Ojos del agua

Hiram Aragón
Didier López Carpio

Vi al viejo agacharse a ras de suelo y meter el mentón en el pocito claro que nacía entre unas rocas lamosas. Bebió como animal montés en abrevadero. Tardó casi medio minuto sorbiendo, a paso lento, con degluciones cortas y saboreadas: los ojos cerrados, las orejas restiradas hacia atrás, la nariz burbujeando entre la membrana vidriosa de la superficie líquida. Ese era un momento de vida, como comer, trabajar, engendrar o morir. El hombre bebió del manantial desde siempre, directamente de él, acarreando agua en tinajas de barro, cubetas de peltre y bules sellados con un olote hermético que le hacían la faena menos sofocante durante la canícula. 

Recuerda que en el pueblo no se necesitaban pozos, acaso algún pretencioso escarbaba en sus terrenos la privacidad de su propia providencia, pero la mayoría la acarreaba de aquel nacimiento borbollante y la llevaba a reposar a una olla de barro poroso para que se mantuviera fresca y pudieran preparar más tarde pozol, y en las tardes hervir café en la leña del patio. 

Para el viejo el tiempo siempre representó una dilatación más que una fuga de la existencia: todos los días eran tan similares entre sí, a excepción de los nuevos surcos en el rostro y el nacimiento de nuevos hombres y mujeres. Tuvo una mujer muchos años atrás y que le duró también muchos años: menuda, fibrosa, amable y callada, buena para dar al mundo catorce hijos y moler maíz y cacao en el metate, la extrañaba a menudo y volteaba todas las mañanas a ver el retrato apolillado de la pareja recargado en el baúl de la pieza principal. Los hijos, en tanto, se habían desperdigado por el mundo: tres muertos, otros tres casados y los restantes desaparecidos entre las marañas de la ignominia migratoria. La familia se le había borrado. Un alcalino olor a soledad y escasez de esperanzas merodeaba su casa.

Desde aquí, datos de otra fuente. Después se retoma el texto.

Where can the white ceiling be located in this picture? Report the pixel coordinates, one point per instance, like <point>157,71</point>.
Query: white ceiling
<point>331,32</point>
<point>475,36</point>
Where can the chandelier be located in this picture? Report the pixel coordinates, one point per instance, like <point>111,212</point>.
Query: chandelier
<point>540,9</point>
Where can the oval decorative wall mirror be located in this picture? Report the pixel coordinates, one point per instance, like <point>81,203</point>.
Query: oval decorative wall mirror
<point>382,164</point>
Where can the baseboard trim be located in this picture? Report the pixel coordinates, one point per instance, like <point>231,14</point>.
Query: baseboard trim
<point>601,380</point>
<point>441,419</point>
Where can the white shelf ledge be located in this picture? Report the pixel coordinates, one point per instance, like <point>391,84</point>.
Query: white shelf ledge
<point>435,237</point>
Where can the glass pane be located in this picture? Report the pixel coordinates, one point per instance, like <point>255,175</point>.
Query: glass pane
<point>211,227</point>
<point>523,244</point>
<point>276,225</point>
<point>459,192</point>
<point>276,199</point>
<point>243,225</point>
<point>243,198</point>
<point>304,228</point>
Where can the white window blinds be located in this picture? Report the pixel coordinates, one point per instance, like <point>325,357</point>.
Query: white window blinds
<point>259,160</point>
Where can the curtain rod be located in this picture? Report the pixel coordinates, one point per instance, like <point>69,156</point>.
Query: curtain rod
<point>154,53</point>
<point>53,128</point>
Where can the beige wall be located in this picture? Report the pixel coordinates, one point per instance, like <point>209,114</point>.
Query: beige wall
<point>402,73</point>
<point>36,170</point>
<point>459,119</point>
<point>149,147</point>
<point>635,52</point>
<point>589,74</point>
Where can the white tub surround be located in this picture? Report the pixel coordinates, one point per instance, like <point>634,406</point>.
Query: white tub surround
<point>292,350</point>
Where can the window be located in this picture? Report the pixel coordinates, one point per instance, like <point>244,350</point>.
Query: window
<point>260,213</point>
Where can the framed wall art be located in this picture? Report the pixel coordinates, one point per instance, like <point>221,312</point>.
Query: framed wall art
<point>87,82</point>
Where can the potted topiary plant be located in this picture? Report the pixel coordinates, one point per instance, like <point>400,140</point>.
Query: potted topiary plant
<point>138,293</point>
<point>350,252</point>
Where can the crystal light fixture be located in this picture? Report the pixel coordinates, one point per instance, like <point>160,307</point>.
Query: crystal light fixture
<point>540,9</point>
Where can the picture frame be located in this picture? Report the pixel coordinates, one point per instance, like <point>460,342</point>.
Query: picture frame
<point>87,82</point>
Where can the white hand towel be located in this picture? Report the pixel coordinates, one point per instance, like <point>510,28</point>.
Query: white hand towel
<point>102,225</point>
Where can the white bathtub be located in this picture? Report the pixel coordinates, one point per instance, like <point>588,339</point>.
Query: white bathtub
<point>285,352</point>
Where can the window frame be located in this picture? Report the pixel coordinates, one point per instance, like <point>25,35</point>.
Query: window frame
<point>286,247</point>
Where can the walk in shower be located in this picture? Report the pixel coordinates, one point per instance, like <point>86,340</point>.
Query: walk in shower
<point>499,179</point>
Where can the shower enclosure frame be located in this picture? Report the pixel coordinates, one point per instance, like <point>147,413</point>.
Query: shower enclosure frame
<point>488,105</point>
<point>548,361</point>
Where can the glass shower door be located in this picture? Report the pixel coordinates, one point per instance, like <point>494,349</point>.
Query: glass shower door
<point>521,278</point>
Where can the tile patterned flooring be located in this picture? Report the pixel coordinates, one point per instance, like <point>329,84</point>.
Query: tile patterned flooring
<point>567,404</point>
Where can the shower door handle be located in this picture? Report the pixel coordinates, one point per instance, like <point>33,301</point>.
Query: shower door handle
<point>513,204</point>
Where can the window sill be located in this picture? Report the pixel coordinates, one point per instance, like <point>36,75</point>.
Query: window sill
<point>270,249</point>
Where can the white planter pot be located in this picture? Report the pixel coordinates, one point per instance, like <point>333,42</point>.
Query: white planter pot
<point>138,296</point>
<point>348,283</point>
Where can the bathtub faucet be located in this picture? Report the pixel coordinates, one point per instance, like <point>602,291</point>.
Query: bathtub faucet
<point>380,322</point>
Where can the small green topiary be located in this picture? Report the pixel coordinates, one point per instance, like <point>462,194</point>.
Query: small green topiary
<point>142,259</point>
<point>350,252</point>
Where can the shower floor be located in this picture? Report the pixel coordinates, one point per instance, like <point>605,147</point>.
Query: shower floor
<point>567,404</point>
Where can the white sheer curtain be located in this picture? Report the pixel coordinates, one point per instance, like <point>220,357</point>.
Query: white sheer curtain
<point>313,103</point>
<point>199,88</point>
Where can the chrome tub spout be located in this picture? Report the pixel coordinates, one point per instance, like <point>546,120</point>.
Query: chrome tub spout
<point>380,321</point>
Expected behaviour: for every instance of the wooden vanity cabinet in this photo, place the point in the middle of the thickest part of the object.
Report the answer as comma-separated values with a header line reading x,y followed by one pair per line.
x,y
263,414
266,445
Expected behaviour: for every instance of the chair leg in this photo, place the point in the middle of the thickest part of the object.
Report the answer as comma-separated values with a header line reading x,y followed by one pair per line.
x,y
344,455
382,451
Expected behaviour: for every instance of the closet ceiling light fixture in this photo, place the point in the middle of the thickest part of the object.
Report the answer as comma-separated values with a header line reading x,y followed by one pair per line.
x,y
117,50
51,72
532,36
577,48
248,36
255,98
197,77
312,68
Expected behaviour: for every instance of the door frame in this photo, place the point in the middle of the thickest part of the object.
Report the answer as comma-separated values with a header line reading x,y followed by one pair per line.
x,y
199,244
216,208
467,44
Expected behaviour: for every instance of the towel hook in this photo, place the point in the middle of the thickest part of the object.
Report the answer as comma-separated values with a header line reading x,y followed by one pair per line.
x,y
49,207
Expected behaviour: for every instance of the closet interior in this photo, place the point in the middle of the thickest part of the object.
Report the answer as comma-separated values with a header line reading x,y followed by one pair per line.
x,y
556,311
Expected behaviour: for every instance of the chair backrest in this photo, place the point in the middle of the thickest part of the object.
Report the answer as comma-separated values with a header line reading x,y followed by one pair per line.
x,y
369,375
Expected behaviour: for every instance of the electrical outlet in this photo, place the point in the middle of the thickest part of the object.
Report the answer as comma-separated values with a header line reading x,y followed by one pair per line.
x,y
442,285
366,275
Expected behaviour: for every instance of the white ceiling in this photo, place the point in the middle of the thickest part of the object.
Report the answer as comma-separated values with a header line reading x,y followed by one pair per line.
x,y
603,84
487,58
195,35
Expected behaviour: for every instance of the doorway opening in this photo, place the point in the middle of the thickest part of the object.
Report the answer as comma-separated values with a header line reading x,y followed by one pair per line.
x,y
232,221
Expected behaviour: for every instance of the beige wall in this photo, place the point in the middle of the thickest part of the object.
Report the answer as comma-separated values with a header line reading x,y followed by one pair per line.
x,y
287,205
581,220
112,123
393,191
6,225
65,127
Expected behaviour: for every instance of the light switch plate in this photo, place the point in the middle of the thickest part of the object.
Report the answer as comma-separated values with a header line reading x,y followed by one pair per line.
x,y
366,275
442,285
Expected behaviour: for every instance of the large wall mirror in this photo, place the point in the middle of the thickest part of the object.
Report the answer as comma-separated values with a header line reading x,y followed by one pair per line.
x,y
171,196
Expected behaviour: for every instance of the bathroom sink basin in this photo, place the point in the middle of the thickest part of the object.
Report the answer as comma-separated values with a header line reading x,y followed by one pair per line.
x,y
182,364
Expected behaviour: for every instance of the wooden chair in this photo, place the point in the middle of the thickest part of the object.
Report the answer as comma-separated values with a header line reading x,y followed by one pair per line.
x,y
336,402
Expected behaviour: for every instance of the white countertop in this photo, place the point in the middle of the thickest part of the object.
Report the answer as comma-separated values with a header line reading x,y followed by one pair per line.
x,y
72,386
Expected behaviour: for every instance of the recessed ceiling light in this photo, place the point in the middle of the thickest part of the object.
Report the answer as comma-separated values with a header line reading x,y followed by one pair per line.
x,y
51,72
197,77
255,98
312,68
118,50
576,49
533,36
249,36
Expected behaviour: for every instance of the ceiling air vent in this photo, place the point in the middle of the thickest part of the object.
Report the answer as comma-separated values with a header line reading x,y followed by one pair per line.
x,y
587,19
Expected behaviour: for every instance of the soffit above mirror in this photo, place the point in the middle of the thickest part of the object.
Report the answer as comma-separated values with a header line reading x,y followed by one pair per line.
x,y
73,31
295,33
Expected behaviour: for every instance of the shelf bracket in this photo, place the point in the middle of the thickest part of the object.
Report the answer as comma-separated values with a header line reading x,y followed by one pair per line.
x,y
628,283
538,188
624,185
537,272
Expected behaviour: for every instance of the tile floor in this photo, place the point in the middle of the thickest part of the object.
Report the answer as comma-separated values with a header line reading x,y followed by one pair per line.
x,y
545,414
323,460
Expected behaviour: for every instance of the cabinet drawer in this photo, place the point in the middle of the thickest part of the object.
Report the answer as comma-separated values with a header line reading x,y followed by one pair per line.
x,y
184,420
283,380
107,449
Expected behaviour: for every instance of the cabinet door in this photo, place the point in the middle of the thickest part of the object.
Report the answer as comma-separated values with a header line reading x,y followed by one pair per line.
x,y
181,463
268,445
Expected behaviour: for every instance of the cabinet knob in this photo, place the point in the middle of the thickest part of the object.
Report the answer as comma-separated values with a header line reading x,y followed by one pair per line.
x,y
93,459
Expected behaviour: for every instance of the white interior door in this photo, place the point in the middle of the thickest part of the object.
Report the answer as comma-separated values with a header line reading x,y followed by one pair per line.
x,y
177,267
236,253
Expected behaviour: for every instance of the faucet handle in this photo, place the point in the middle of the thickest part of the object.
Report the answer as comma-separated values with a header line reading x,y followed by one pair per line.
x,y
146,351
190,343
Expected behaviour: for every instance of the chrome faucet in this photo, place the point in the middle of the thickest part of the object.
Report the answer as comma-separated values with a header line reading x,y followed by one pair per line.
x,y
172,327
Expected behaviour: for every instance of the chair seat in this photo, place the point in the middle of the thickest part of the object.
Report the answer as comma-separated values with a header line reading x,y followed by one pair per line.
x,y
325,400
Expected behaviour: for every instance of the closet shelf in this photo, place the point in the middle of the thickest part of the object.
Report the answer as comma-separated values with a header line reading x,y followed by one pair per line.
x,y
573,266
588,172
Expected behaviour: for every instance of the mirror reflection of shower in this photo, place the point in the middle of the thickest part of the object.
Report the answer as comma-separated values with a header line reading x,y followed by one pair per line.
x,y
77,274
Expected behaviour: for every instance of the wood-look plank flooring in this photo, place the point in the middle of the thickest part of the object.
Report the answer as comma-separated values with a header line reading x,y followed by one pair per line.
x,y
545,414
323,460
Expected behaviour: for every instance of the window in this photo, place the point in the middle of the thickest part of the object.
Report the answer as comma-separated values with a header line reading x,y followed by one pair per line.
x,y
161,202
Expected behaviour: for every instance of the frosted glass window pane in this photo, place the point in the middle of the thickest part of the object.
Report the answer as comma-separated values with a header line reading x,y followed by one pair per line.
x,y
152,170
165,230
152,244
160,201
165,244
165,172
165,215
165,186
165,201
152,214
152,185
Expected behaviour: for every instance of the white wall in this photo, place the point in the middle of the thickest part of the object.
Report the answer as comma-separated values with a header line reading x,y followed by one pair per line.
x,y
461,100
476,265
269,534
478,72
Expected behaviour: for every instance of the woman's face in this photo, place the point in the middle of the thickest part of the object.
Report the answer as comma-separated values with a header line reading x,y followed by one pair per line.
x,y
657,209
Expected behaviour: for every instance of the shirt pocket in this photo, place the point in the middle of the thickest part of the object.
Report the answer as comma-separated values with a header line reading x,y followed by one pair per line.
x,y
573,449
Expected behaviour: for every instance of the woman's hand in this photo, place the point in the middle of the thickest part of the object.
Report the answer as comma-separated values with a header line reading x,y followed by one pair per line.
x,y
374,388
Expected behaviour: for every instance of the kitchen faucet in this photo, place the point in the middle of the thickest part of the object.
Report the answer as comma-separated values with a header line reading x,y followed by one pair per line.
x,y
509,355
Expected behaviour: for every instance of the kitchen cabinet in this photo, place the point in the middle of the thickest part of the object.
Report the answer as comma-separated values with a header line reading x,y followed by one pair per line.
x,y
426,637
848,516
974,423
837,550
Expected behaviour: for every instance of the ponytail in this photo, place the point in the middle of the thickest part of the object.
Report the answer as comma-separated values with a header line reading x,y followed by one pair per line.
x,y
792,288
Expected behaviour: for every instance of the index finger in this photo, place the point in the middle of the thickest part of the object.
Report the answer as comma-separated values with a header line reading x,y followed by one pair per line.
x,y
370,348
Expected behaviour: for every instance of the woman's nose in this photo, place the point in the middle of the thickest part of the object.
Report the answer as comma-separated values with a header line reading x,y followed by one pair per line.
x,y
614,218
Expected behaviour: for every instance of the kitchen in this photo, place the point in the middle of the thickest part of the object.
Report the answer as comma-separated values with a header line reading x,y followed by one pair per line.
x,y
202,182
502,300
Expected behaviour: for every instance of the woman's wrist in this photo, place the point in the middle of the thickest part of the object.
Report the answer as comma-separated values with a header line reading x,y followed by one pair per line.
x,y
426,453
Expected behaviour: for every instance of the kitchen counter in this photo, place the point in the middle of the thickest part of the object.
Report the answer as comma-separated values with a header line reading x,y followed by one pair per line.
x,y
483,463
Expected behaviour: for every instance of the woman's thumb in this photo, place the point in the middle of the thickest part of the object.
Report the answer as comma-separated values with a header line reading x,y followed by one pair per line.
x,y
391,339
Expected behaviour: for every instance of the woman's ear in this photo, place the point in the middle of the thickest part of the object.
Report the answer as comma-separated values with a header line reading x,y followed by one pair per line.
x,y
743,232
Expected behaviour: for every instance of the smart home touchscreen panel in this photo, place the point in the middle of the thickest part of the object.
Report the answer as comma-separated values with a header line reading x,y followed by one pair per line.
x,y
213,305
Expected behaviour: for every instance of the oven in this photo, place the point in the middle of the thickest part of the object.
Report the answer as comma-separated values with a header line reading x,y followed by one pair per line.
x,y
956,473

Cuando el hombre bebía del manantial, abría de vez en cuando sus ojos acendrados, dispuestos en su rostro como un par de pepitas de calabaza, y se reconocía con un dejo de ensimismamiento sordo, sin el eco del lenguaje hablado en la sonaja de la conciencia. Sólo ascendían por ahí imágenes del pasado como si de adivinaciones se tratara: un niño esmirriado pastoreando chivos, con un sombrero contrahecho que le guardaba del sol; el morral al costado con blandas y un trozo de venado oreado; en el izquierdo pendulaba el bule recipentario del agüita de manantial que él mismo llenaba antes de salir a su labor bucólica. El llano que colgaba de la serranía a la que se arrimaba su pueblo era de un verde olivo, con matices cremosos y de nogales, olía tan bien aquella gran sábana de hierba que no tenía que inventar ilusiones de lejanía: la vida ahí era un regalo espléndido, ver salir y ocultarse todos los días la gran bola naranja del sol le llenaba de sosiego y liberación; pero ante cualquier cosa su más grande placer era ir siguiendo el hilo de agua que bajaba al llano y ascender hasta el ojo de agua de donde explotaba el borbollón dulce de sus placeres. Casi siempre dejaba a los chivos y a un perro pastor que le acompañaba bebiendo arroyo abajo y él se sentaba en las márgenes del pocito sobre una piedra grande y lisa, metía los pies callosos en el agua y absorbía la energía vitalizadora del poder inexpugnable de lo que nace bajo la tierra, no comprendía aún esas ideas románticas pero ciertas, aunque igual lo sentía en un conocimiento innato del rol natural de las energías.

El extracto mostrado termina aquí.